Как странно – ровно десять лет прошло
С тех пор, как я увидел Эзбекие,
Большой каирский сад, луною полной
Торжественно в тот вечер озаренный...
 

Слова казались каплями горячей смолы и густого пчелиного меда, тягучие, благоуханные, с таинственным золотом запечатленного солнца. Он больше не мог читать, положил книгу на грудь. Разбуженные звуками чужой поэзии, двинулись видения.

Тот загадочный одинокий порыв ветра на вечернем рынке в Равалпинде, когда небо в аметистовых тучах, повсюду горят маслянистые плошки, торговцы золотом закрывают свои лотки, на бело-голубом минарете печально прокричал муэдзин, и тогда из глубин мирозданья дунул загадочный ветер, будто оторвался и прилетел от иной планеты, загнул в одну сторону седые бороды старцев, вялые балахоны одежд, пламя в крохотных чутких лампадах, и все, кто двигался, бежал, торопился, вдруг замерли, оглянулись на небо, откуда дунул порыв. Та железная ржавая колея в Кампучии, нагретые, пахнущие креозотом шпалы, рытвина, полная теплой воды, из которой торчало желтое сочное соцветье. Высотный пост в Гиндукуше. Ночной студеный ветер с хребта. Запах ледников, остывших камней, крохотных горных полыней, источающих пряную горечь.

Он лежал, видения рождались на дне глазных яблок, под веками, медленно, как грунтовые воды, спускались в глубину груди и оттуда сквозь невидимые порезы просачивались, испарялись наружу как облака. Покидали его навсегда. Он знал, что расстается с образами прожитой жизни, отпускает их обратно в пространства, где они изначально обитали. А он сам, освобождаясь от видений, остывал, утихал, превращался в каменеющую, отпускавшую свою атмосферу планету.

 
Восемь дней из Харрара я вел караван
Сквозь Черчерские дикие горы
И седых на деревьях стрелял обезьян,
Засыпал средь корней сикоморы...
 

Золотые, с киноварью пагоды Пномпеня и горячая, с шуршащей травой Нигерия. Красная после ливня земля, фонтанчики жидкой грязи, из которых возникали жирные, слепые головки личинок, и было страшно стоять на шевелящейся скользкой земле.
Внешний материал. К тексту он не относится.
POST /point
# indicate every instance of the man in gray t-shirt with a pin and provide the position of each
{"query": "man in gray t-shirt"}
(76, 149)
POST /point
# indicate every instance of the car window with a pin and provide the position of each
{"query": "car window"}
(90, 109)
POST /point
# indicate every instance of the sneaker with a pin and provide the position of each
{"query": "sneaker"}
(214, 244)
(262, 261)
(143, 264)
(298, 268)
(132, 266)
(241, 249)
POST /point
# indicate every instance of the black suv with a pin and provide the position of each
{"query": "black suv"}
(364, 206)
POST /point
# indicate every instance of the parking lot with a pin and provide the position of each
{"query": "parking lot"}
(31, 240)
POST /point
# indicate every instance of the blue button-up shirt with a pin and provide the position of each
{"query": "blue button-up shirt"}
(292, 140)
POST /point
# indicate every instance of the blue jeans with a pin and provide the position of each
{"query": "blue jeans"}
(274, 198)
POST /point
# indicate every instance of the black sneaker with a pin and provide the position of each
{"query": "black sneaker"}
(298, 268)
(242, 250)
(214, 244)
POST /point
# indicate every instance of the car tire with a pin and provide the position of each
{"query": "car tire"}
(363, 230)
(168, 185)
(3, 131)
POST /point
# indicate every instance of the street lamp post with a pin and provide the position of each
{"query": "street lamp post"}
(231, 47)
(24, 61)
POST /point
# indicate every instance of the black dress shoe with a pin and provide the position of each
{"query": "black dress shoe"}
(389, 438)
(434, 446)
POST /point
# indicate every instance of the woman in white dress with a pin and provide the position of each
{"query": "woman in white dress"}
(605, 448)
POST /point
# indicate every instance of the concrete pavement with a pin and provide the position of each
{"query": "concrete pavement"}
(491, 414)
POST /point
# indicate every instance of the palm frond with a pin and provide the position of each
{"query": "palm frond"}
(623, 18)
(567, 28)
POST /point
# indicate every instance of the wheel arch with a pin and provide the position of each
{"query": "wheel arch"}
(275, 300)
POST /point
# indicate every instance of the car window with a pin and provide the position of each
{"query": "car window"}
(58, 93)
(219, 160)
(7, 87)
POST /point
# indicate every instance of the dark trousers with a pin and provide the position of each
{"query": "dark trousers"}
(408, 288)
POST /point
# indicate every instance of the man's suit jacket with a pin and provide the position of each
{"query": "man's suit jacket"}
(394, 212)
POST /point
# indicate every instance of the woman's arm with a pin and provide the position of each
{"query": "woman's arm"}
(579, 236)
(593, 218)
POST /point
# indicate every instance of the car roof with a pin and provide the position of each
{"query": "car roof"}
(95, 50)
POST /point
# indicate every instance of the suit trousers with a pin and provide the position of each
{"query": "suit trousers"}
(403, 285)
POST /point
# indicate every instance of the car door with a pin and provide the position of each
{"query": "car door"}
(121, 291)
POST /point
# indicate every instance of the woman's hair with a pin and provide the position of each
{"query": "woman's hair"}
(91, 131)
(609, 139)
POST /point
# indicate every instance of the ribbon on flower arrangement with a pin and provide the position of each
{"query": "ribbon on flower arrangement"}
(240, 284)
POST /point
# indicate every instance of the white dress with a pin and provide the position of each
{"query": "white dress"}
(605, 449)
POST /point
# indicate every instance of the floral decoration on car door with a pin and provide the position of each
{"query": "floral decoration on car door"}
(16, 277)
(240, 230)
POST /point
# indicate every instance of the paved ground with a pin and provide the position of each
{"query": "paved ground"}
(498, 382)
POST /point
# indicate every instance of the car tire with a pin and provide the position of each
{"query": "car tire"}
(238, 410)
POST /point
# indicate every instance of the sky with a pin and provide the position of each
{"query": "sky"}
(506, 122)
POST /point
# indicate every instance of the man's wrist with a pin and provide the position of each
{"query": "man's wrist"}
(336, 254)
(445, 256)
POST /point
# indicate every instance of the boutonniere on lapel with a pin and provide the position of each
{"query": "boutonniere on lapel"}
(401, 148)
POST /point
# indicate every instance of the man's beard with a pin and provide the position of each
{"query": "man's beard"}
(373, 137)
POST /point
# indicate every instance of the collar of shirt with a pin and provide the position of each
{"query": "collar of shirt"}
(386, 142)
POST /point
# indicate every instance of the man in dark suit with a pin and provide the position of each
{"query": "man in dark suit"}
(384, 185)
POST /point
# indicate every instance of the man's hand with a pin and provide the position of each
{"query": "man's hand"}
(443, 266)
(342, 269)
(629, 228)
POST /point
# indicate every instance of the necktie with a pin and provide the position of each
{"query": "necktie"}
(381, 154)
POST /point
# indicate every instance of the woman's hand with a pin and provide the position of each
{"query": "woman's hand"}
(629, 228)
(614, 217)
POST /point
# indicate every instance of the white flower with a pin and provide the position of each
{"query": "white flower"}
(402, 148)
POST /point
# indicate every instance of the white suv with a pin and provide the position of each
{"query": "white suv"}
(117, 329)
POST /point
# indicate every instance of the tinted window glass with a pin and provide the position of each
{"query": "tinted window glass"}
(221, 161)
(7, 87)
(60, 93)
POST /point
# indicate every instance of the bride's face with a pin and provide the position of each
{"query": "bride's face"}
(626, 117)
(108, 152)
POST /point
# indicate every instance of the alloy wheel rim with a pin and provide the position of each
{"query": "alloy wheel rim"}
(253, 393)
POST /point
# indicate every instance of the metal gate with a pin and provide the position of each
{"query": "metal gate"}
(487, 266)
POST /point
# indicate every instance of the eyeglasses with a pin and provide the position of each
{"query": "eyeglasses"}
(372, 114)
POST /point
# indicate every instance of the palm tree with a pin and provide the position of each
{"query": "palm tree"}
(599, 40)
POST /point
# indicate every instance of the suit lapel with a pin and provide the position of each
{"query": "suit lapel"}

Сине-зеленая звонкая вода Средиземного моря, когда кидался с открытыми глазами в чудесную солнечную глубину, в серебряные пузыри и, выныривая, видел близкий флагманский катер, солнце на медных деталях, далекий, серо-туманный эсминец. Стриженый влажный газон в Зимбабве, и он, отыскав араукарию, целовал ее зеленые благоухающие ветки, словно персты любимой женщины, и дерево позволяло себя ласкать.

Он все это видел вновь. Каждое видение мягко касалось изнутри его век, губ, и он с прощальным поцелуем отпускал их к далеким пространствам, где его помнили деревья, камни, белые кости умерших животных, голубые холмы в таинственных влажных лесах.

Вдруг под слоями памяти, среди зрелищ чужой земли, запахов чужой природы возникло видение. Он, еще мальчик, стоит на лыжах среди солнечной, еловой поляны, в зеленоватом студеном небе пролетает сойка, и он с земли остро, страстно, ожидая для себя бесконечной жизни, неизбежного чуда и счастья, видит высокую птицу, чувствует ее жизнь, ее маленькое, бьющееся в небе сердце, в котором и заключено его будущее счастье и чудо.

Давнишняя сойка, чьи кости истлели в подмосковном лесу, смешанные с перегноем и мхом, снова летела над ним. И он понял, что тайна, за которой всю жизнь гонялся, чудо, которое весь век ожидал, были заключены в маленьком птичьем сердце. Остались для него недоступными. Лишь поманили из мерцающего зеленого неба.

Он лежал и беззвучно плакал. Его жизнь завершалась, исходила слезами, и ему казалось, что он плачет последний раз.

Он проснулся, как будто его ударили металлическим острием в затылок. Звук металла о кость, проникновение кованого наконечника под костяную коробку черепа – вот что его разбудило.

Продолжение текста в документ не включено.